Hypogenic AI - Shaping the Future of Science

Welcome to another weekly entry! Thank you to everyone who submitted and voted on ideas.

This week we tested whether one specific component inside language models is responsible for them sounding bland and predictable, asked whether a chatbot can recommend music as well as Spotify's algorithms, and looked at what it actually means for a language model to simulate a population of humans.

Winning ideas and generated repos here:

LayerNorm and concept association in creative tasks by Xiaoyan Bai

Language models often produce safe, conventional outputs even when many other valid options exist. Inside the model, every layer applies an operation called LayerNorm that rescales the hidden representations to a fixed scale. The question is whether LayerNorm itself is part of why models collapse onto the most common, "human-intuitive" outputs, by squeezing the geometry of concepts in latent space.

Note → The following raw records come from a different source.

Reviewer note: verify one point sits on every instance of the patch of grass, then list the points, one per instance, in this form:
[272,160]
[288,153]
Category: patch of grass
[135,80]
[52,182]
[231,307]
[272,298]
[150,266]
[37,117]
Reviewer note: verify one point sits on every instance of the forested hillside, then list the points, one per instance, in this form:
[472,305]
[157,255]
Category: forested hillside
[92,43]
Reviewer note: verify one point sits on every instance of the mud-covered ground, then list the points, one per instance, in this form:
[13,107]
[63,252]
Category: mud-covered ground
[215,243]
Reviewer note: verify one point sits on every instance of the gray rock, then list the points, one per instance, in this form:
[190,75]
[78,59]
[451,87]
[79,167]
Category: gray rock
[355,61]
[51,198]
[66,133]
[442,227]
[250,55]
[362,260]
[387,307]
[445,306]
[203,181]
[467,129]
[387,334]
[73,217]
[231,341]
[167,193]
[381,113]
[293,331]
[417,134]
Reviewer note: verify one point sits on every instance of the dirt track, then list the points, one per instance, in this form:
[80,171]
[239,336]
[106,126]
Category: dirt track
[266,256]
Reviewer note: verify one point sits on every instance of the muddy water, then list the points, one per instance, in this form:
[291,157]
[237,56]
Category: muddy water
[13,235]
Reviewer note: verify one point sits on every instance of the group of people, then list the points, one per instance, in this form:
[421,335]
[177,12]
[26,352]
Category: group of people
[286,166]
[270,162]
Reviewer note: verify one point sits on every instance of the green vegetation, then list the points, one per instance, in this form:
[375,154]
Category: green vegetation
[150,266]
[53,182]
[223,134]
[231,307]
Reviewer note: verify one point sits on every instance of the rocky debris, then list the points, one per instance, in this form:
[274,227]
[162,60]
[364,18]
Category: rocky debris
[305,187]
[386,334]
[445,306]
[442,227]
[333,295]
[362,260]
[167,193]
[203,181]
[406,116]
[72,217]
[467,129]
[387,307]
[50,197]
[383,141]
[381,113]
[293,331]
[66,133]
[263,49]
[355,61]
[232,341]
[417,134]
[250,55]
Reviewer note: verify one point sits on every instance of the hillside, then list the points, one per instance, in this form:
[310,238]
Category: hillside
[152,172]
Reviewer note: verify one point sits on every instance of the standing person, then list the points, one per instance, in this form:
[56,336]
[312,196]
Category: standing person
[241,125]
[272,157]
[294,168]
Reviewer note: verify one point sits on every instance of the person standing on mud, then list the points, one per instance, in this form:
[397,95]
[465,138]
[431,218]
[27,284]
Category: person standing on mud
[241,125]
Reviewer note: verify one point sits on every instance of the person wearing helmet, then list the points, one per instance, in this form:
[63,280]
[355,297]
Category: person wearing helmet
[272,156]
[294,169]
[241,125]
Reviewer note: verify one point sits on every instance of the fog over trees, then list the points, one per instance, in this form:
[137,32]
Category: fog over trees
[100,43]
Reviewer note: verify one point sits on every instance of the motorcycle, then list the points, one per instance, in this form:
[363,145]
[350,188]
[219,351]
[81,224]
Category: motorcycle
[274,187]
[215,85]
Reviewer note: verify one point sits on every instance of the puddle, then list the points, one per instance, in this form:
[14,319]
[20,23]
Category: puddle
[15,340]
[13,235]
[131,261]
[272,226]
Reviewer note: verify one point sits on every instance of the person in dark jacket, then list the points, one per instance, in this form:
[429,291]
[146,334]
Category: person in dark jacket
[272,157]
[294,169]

How much do LLMs solve recommendation algorithms? by Ari Holtzman

If you export your full Spotify listening history and paste it into Claude or GPT, can the chatbot give you music recommendations that are as good as Spotify's? Recommendation systems have decades of work behind them and rely on what other users listened to alongside you. A general LLM has none of that, but it has a lot of world knowledge about music.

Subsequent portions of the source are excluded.